Por lo tanto, ¿a qué nos lleva exactamente todo este “escuchar y aprender”? En los primeros días de verano, mientras mi perro ladraba a los manifestantes que inundaban la calle delante de mi edificio, traté de decidir si quería o no sumarme a ellos. Cuando por fin lo hice, sentí un millón de cosas al mismo tiempo: me sentí conmovida, orgullosa y esperanzada y furiosa y ofendida y desesperada. Había algo legítimamente bello en formar parte de una multitud multirracial, multigeneracional y de diversas clases sociales, formada por personas que, durante meses, llenaron las calles, gritaron, se manifestaron y resistieron.

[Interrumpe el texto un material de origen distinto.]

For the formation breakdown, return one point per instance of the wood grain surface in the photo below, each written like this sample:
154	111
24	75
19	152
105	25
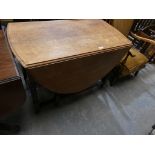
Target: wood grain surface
76	75
7	67
45	42
67	56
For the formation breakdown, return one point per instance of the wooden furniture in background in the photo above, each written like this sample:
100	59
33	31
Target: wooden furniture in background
123	25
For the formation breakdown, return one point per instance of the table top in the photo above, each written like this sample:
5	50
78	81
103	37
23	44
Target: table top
45	42
7	67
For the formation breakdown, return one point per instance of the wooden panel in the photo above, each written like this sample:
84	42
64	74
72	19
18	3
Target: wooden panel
78	74
123	25
7	68
12	93
12	96
46	42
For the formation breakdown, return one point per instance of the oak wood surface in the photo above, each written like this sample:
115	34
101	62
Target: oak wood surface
12	94
76	75
67	56
7	67
45	42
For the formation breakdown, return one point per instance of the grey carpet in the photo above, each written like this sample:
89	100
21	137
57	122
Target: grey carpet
126	108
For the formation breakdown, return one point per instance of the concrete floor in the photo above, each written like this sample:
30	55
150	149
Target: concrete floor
126	108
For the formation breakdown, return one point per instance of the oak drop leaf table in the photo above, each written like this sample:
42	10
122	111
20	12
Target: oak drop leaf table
12	93
67	56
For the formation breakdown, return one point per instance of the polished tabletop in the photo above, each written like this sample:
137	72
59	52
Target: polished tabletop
7	67
45	42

Y, aun así. Ver a personas blancas sosteniendo carteles de Black Lives Matter mientras marchábamos por un Brooklyn gentrificado. Ver a padres blancos subiéndose a sus hijos a los hombros, cantando “Black Lives Matter”, cuando sospecho que han hecho todo lo posible por asegurarse de que esos mismos niños jamás tengan que asistir a una escuela en la que haya más que un número elegantemente bajo de negros. Todo esto vuelve a traer a colación la discordancia. Esa repugnancia que expone la falsedad de la reverencia. Las palabras “Black Lives Matter”, las vidas negras importan —una frase reverente, sencilla y verdadera— no pueden ser más que falsas en boca de los que no toleran la vida negra, la vida real, cuando la ven en la escuela, en la consulta del médico, a un costado de la carretera. De todas maneras, me sumé a la manifestación. Pocos meses más tarde, salí de gira para presentar mi segunda novela, sabiendo lo que he sabido siempre. El mundo puede cambiar y seguir siendo exactamente el mismo.
Traducción de Eduardo Hojman.
Yaa Gyasi es escritora ghanesa-estadounidense. Su nuevo libro, ‘Más allá de mi reino’ (Salamandra), se publica el 13 de mayo.